A Student writes:
I am going through a stage of wondering what the point of all this life is? Is it, from the Buddhist point of view, just a practice towards enlightenment or not? We live, we die. Some people leave some kind of mark on the world… I am thinking a beneficial effect rather than some evil action, and many just live almost without a ripple and are gone and I think what for? Why?”
Lama Shenpen replies:
From the Buddhist point of view the answer is that there is no point to a life that is not set on the path to Awakening. It is just a whole lot of suffering. The puzzling thing is that we are here at all and while here, we find happiness and value in life, in between the sufferings. That is the clue to how our experience could be.

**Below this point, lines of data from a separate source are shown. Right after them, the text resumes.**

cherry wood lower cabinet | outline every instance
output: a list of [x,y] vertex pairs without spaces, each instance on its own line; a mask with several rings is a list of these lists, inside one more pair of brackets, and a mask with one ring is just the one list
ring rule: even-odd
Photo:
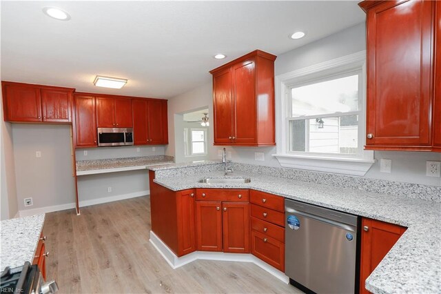
[[375,219],[362,220],[360,293],[369,293],[366,279],[406,231],[406,228]]
[[196,250],[194,189],[172,191],[153,182],[149,172],[152,231],[177,256]]
[[48,253],[45,252],[45,246],[44,242],[45,239],[45,236],[41,234],[35,251],[35,256],[34,256],[34,260],[32,261],[32,264],[37,264],[40,269],[41,275],[45,280],[46,280],[46,257],[48,254]]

Our experience is essentially Openness, Clarity and Sensitivity expressing itself in a joyous display, but we lose track of that. It all becomes sticky and heavy. Pain and loss seem to overwhelm us; our emotions are all out of control; our thoughts hop about and worry about the past and future. It feels like being a fly caught in a bottle just buzzing round and round. That is because we cannot see and experience our true nature properly.
Our life is the opportunity to practise, to discover and learn to trust our true nature. That would be liberation. So there is hope in life if we are on the path to Awakening. If others find that ultimately there is no hope in life, they are right. The only hope is liberation.